The T'lan Imass's desiccated lips peeled back. 'Why would we hesitate, Jaghut? Now ask of your lord, does he dare challenge us?'

Gethol grunted as something dragged him bodily back, the warren snapping shut, swallowing him. The air swirled briefly in the wake of the portal's sudden vanishing, then settled.

'Evidently not,' Bek Okhan said.

Sighing, Brukhalian sheathed his sword and faced the T'lan Imass Bonecasters. 'Your arrival has left me disappointed, sirs.'

'We understand this, Mortal Sword. You were doubtless well matched. Yet our hunt for this Jaghut demanded our … interruption. His talent for escaping us is undiminished, it seems, even to the point of bending a knee in the service of a god. Your defiance of Hood makes you a worthwhile companion.'

Brukhalian grimaced. 'If only to improve your chances of closing with this Jaghut, I take it.'

'Indeed.'

'So we are understood in this.'

'Yes. It seems we are.'

He stared at the three creatures for a moment, then turned away. 'I think we can assume the Herald will not be returning to us this evening. Forgive my curtness, sirs, but I wish solitude once again.'

The T'lan Imass each bowed, then disappeared.

Brukhalian walked to the hearth, drawing his sword once more. He set the blunt end amongst the cold embers, slowly stirred the ashes. Flames licked into life, the coals burgeoning a glowing red.
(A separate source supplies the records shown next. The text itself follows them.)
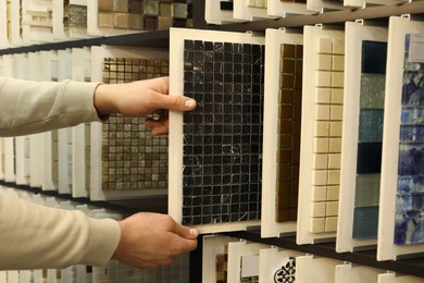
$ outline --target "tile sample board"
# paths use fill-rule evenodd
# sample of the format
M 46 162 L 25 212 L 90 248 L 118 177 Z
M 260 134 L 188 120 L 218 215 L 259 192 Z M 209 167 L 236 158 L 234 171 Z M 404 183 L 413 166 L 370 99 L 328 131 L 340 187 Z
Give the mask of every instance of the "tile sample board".
M 337 231 L 345 32 L 305 26 L 303 36 L 297 243 L 312 244 Z
M 128 47 L 92 47 L 91 75 L 107 84 L 169 75 L 169 53 Z M 90 198 L 96 200 L 164 195 L 167 136 L 151 136 L 145 118 L 113 114 L 91 124 Z
M 296 258 L 304 254 L 276 247 L 259 251 L 260 282 L 296 282 Z
M 91 82 L 91 49 L 72 49 L 72 78 Z M 90 188 L 90 123 L 72 127 L 72 196 L 88 197 Z
M 307 9 L 307 1 L 267 1 L 267 15 L 275 17 L 289 16 L 290 14 L 312 14 L 313 12 Z
M 202 282 L 227 282 L 228 243 L 239 241 L 217 234 L 203 236 Z
M 367 4 L 400 4 L 408 2 L 407 0 L 344 0 L 346 7 L 360 7 L 365 8 Z
M 339 260 L 307 255 L 296 258 L 296 283 L 335 282 L 336 267 Z
M 264 37 L 171 29 L 169 212 L 201 233 L 260 223 Z
M 389 21 L 377 260 L 396 260 L 424 251 L 421 195 L 421 86 L 410 76 L 422 71 L 424 23 L 392 16 Z M 415 88 L 415 89 L 414 89 Z M 416 197 L 415 197 L 416 196 Z
M 377 281 L 377 283 L 421 283 L 421 282 L 423 282 L 422 278 L 402 275 L 395 272 L 378 274 L 378 281 Z
M 386 53 L 386 27 L 346 23 L 339 253 L 377 244 Z
M 386 272 L 364 266 L 345 263 L 336 266 L 335 283 L 375 283 L 379 273 Z
M 266 29 L 262 237 L 296 231 L 303 35 Z M 278 60 L 276 60 L 278 58 Z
The spatters and streaks of Jaghut blood on the blade sizzled black, then burned away to nothing.

He stared down at the hearth for a long time, and despite the unveiled power of the sanctified sword, the Mortal Sword saw before him nothing but ashes.

Up from the darkness, a clawing, gasping struggle. Explosive blooms of pain, like a wall of fire rising behind his eyes, the shivering echoes of wounds, a tearing and puncturing of flesh — his own flesh.

A low groan escaped him, startled him into an awareness — he lay propped at an angle, taut skins stretched beneath him. There had been motion, a rocking and bumping and scraping, but that had ceased. He opened his eyes, found himself in shadow. A stone wall reared to his left, within reach. The air smelled of horses and dust and, much closer, blood and sweat.

Morning sunlight bathed the compound to his right, glimmered off the blurred figures moving about there. Soldiers, horses, impossibly huge, lean wolves.

Boots crunched on gravel and the shadow over him deepened. Blinking, Gruntle looked up.

Stonny's face was drawn, spattered with dried blood, her hair hanging in thick, snarled ropes. She laid a hand on his chest. 'We've reached Capustan,' she said in a ragged voice.

He managed a nod.

'Gruntle-'

Pain filled her eyes, and he felt a chill sweep over him.

'Gruntle … Harllo's dead. They — they left him, buried under rocks. They left him. And Netok — Netok, that dear boy. so wide-eyed, so innocent. I gave him his manhood, Gruntle, I did that, at least. Dead — we lost them both.' She reeled away then, out of the range of his vision, though he heard her rushed footsteps, dwindling.

Another face appeared, a stranger's, a young woman, helmed, her expression gentle. 'We are safe now, sir,' she said, her accent Capan. 'You have been force-healed. I grieve for your losses. We all do — the Grey Swords, that is. Rest assured, sir, you were avenged against the demons …'

Gruntle stopped listening, his eyes pulling away, fixing on the clear blue sky directly overhead. I saw you, Harllo. You bastard. Throwing yourself in that creature's path, between us. I saw, damn you.

A corpse beneath rocks, a face in the darkness, smeared in dust, that would never again smile.

A new voice. 'Captain.'

Gruntle turned his head, forced words through the clench of his throat. 'It's done, Keruli,' he said. 'You've been delivered. It's done. Damn you to Hood, get out of my sight.'

The priest bowed his head, withdrew through the haze of Gruntle's anger; withdrew, then was gone.

CHAPTER EIGHT

The harder the world, the fiercer the honour.

Dancer

The bones formed hills, stretching out on all sides. Clattering, shifting beneath Gethol as the Jaghut struggled for purchase against the slope. The blood had slowed its flow down his ruined face, though the vision of one eye was still obscured — blocked by an upthrust shard that glimmered pink-white — and the pain had dulled to a pulsing throb.